Of course this is not only an issue for Guid
. The same behavior is seen with any struct
type which is not a pre-defined type of C# provided that the struct
overloads operator ==
in the usual way. Other examples in the framework include DateTime
and TimeSpan
.
This deserves a compile-time warning since, while technically legal because of the lifted operator, this is not a useful comparison since it always gives false
. As such, it is an indication of a programmer mistake.
As Eric Lippert said in his answer, the compile-time warning existed with the Visual C# 2.0 compiler. In versions 3.0 through 5.0, the warning was accidentally omitted (for these "user-defined" struct
types, but not for pre-defined value types like int
, and not for enum types).
Since C# 6.0 (based on Roslyn), the compiler detects this code problem once again.
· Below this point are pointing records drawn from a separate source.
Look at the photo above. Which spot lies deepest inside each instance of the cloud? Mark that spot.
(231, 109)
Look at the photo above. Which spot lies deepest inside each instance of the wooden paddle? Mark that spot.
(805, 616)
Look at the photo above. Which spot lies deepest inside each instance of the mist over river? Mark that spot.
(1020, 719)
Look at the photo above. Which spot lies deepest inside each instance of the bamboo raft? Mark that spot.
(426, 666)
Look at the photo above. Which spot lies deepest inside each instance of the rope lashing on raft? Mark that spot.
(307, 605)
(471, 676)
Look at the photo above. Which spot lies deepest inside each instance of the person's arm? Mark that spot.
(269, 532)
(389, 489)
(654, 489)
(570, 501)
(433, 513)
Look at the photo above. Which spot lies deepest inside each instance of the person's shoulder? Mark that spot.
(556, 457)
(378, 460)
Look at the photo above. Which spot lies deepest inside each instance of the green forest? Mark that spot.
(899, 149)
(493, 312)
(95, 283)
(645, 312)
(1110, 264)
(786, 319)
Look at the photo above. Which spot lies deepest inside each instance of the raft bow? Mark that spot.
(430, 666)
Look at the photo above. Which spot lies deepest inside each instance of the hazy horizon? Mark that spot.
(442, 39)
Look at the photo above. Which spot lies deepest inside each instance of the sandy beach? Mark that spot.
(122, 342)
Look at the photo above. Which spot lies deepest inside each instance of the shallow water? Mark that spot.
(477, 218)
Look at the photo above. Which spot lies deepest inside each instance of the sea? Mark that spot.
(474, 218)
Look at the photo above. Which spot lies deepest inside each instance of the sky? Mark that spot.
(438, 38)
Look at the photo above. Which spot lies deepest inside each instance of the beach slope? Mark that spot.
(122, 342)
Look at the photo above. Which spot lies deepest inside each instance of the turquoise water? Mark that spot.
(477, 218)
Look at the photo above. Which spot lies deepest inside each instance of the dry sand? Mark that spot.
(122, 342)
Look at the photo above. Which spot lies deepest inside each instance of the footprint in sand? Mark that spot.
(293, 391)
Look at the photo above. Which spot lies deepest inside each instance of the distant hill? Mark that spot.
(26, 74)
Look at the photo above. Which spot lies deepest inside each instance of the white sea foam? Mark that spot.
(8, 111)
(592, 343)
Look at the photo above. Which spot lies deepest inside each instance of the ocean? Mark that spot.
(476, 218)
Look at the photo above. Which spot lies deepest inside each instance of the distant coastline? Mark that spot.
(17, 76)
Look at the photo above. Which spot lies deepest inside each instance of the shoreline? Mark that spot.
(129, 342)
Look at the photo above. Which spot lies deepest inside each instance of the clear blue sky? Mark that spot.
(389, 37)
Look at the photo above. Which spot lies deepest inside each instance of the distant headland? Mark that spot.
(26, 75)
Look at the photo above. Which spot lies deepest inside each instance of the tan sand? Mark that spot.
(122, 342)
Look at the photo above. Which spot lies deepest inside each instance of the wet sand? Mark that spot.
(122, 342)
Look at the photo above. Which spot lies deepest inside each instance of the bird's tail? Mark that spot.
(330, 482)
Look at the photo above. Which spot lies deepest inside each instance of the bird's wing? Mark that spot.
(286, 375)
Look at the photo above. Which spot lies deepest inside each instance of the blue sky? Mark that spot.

However, because of backwards compatibility(?!), the warning is not issued unless you compile your code with the so-called strict feature.
To enable strict when you use a .csproj
file (most usual case), unload the project from Visual Studio, edit the file, insert the XML element:
<Features>strict</Features>
into each <PropertyGroup>
(there will usually be more than one) of the .csproj
file. You then get the warning (can be "promoted" to an error if you use Treat warnings as errors).
If you cannot edit the .csproj
and if you call msbuild.exe
from the command line for compiling, use the switch:
/p:Features=strict
to msbuild.exe
.
If you do not use .csproj
files because you compile directly with csc.exe
(the C# compiler), use the switch:
/features:strict
to csc.exe
on the command line.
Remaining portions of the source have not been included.